Leadership in Agile (and why it fails)

Agile has become something of a buzzword as teams, projects, and large enterprises rush to unlock the value that a well-executed Agile approach can deliver.

I recently experienced a self-organised transformation from Waterfall to Agile for a leading financial services organisation. Having seen a large-scale transformation up close, I noticed there was a lot of confusion about how change, and in particular leadership; needs to look.

While the concept may have merit, experience shows implementation can be ill-considered.

Most of us have read the brochure – Agile is about people over process, just enough just in time, releasing value early, and self-organising teams (among other things). The one that individuals and entire organisations often interpret to meet their circumstance is self-organising teams.

In some organisations, the concept of self-organising teams is used to validate cost reduction initiatives that result in a loss of leadership, using the frequently uttered phrase – “the squad will define it” – to qualify the decision.

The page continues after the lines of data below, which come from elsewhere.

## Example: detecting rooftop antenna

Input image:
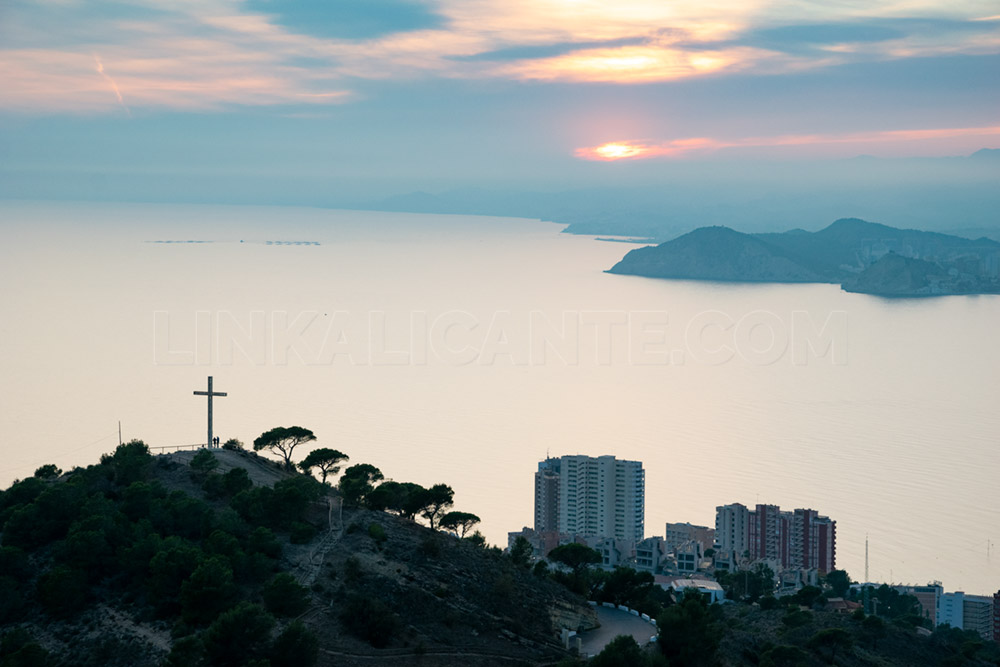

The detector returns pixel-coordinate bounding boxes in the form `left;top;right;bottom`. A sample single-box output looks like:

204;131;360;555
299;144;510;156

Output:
865;533;868;584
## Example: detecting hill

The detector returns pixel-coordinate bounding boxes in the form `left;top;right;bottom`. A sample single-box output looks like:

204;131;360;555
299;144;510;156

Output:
609;227;825;283
0;441;595;667
609;218;1000;296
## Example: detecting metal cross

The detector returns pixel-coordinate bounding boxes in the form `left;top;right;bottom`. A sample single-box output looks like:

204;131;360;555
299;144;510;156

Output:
194;375;226;447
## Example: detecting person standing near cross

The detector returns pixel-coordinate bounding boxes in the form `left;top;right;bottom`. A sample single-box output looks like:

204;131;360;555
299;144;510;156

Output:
194;375;226;447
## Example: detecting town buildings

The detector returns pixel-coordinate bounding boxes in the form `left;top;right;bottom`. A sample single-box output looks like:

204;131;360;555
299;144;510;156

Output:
715;503;837;572
535;455;646;542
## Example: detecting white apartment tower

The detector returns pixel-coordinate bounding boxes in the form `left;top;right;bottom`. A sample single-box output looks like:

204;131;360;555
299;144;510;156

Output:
715;503;750;560
535;455;646;542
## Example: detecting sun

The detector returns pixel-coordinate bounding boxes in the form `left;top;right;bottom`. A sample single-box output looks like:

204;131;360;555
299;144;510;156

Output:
594;142;645;160
575;141;656;162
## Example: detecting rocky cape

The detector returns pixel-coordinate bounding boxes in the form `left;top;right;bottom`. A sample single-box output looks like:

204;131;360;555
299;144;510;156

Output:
609;218;1000;297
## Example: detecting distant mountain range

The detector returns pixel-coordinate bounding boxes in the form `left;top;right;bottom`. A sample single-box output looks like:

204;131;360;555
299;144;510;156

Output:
358;148;1000;243
609;218;1000;296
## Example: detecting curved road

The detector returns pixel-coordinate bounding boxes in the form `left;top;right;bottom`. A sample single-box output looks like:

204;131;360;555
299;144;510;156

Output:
577;606;656;656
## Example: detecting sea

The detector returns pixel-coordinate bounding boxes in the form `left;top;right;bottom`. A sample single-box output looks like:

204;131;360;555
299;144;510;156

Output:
0;201;1000;594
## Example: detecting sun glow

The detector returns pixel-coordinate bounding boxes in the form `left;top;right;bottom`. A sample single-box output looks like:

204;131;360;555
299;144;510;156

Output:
576;141;650;162
574;125;1000;162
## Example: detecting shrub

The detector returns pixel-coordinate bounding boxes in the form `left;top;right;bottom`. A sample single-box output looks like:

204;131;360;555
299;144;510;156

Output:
368;523;389;545
340;595;399;648
261;572;309;617
271;621;319;667
288;521;316;544
181;556;237;624
35;463;62;479
203;602;274;667
38;565;87;617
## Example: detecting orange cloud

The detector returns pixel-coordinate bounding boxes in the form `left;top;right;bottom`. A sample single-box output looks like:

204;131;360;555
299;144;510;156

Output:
573;126;1000;162
500;45;773;83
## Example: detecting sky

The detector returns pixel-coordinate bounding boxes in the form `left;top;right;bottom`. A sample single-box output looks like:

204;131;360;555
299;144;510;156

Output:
0;0;1000;203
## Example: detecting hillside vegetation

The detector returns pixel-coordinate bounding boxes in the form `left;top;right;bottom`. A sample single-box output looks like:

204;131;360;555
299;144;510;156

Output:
0;441;594;667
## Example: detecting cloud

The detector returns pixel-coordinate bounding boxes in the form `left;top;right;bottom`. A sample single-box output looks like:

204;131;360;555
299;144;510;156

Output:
0;0;1000;113
574;126;1000;162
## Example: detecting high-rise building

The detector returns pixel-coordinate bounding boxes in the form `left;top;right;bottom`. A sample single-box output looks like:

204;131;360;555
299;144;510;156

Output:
993;591;1000;644
962;595;993;641
535;455;646;542
715;503;750;560
535;458;560;533
664;523;715;551
715;503;837;572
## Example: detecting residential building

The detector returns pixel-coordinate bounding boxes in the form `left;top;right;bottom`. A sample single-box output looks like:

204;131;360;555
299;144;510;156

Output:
937;591;965;630
635;537;669;573
715;503;750;560
535;455;645;542
893;581;944;626
535;458;560;533
654;575;726;603
664;523;715;552
993;591;1000;643
715;503;837;572
674;540;703;574
962;595;993;641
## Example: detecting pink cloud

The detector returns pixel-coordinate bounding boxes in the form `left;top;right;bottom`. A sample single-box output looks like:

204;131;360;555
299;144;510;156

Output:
573;126;1000;162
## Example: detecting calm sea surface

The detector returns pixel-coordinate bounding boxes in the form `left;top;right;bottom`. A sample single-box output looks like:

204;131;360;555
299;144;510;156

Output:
0;202;1000;594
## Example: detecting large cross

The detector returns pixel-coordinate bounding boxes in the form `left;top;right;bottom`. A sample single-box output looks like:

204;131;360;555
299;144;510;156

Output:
194;375;226;447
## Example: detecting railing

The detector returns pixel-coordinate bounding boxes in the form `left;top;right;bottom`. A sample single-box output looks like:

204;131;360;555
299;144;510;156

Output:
149;442;207;451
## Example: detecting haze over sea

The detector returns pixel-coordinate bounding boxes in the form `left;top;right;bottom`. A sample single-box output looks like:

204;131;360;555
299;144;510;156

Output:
0;202;1000;594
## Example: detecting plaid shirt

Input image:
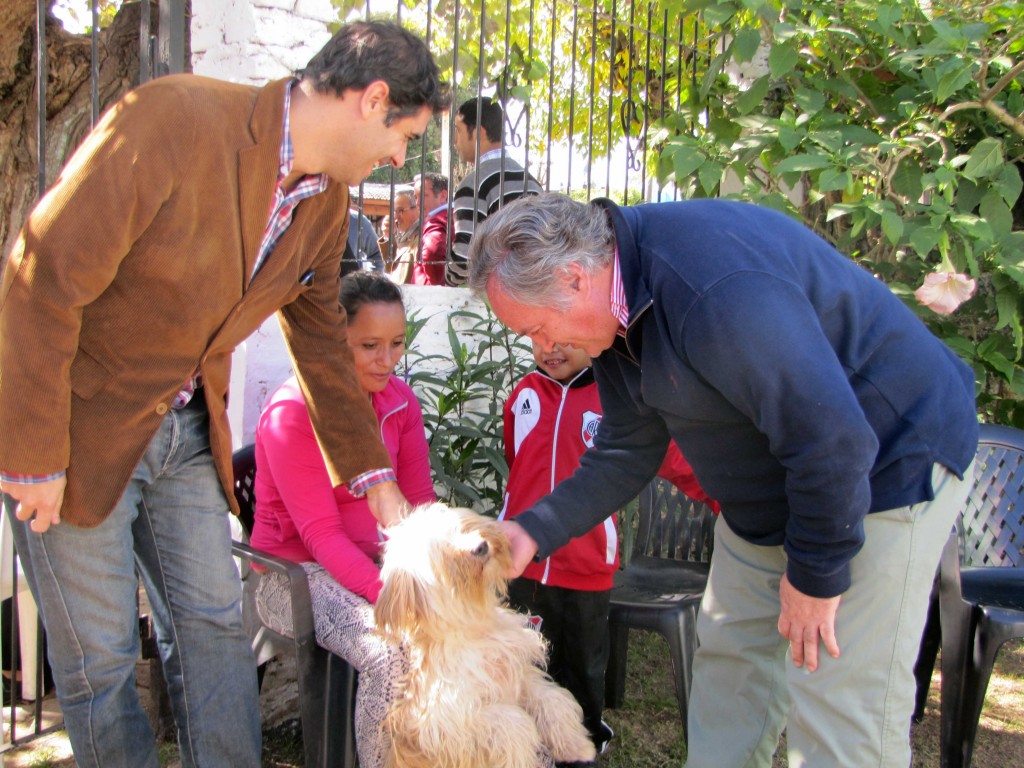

While the concept may have merit, experience shows implementation can be ill-considered.

When self-organised teams fail

During a recent restructure, one such organisation decided to reduce delivery team numbers and in doing so, removed the leadership roles and cut a project from five development squads to part of one (who were given accountability for all of the consolidated backlogs). This squad was then expected to “self organise” the leadership function.

The squad members who adopted the leadership function found themselves too busy managing stakeholders to be able to produce any meaningful contribution to team output, let alone have time to develop the team culture.

Backlog development and outputs subsequently stalled – seeding an environment of frustration that negatively impacted the team’s morale, which in turn, lowered output to near zero. The lack of dedicated and experienced leadership to manage the impact on morale and culture made things worse.

Self-organising or not, the team should not have been expected to resolve this themselves. They lacked individuals with the experience needed to build an Agile self-organised environment, and the leadership skills to nurture the needed culture and manage stakeholder expectations.

Self-organised team leadership

Rather than reducing leadership when cutting costs and assuming “the squad will define it”, organisations should be identifying and developing the critical leadership skills needed to ensure their teams can deliver the initiatives as expected.

You end up with a team culture of working together, positive and proactive review, and incremental improvement.

Agile leaders are needed to maintain alignment to the objective while nurturing a culture of empowered decision making. By empowering teams to make their own decisions, they create a culture of ownership where teams and individuals become accountable for the outcome. Individuals then turn to their squads and delivery partners to create the same sense of ownership in decision making.

Experienced leaders support the development of capabilities in a small group of individuals while holding the larger group accountable. This can transition the frustration and low output culture to create an open environment where issues can be viewed positively, where team members collaborate on outcomes, and each member takes ownership for delivery. Everyone effectively becomes a leader – they recognise the desired behaviours and outcomes, and coach others to the desired objectives. The entire team becomes a self-correcting ecosystem capable of collaboration, conflict resolution, positive engagement and open communication.

You end up with a team culture of working together, positive and proactive review, and incremental improvement. This drives overall performance improvement within the squads, portfolios, programs and across the organisation.

This is the foundation of self-organised teams, but it is only achievable with a proactive approach to leadership sponsored throughout the organisation.


Leadership in Agile


The needed leadership capability

When executed well, Agile leadership builds and nurtures a culture that empowers self-organised teams to succeed. It is a specialist capability that transitions decision making from a traditional top-down model to an autonomous environment, that balances individual and team requirements with the organisational objectives. Done successfully, the organisation can improve market relevance through timely iterative outputs closely aligned to the business and market needs.

Self-organised teams need the leadership function to:

  • Articulate the business objectives clearly, explain the ‘why’ to empower and ensuring understanding, and support the development of teams and individuals to reach those goals;
  • Create and maintain a culture that balances guidance and individual development with the delivery of business value to ensure the organisation achieves the investment objectives.
  • Transition traditional leader models to become more coach and teacher orientated (and supporting others in their teams to do the same); and
  • Continue to develop a self-sustaining culture.

Organisations that proactively invest in leadership functions can expect self-organised teams to become sustainable, scalable and capable of delivering the value sought over time.

Those who see it as a mechanism to cut costs and reduce leadership overheads will likely realise a very different outcome.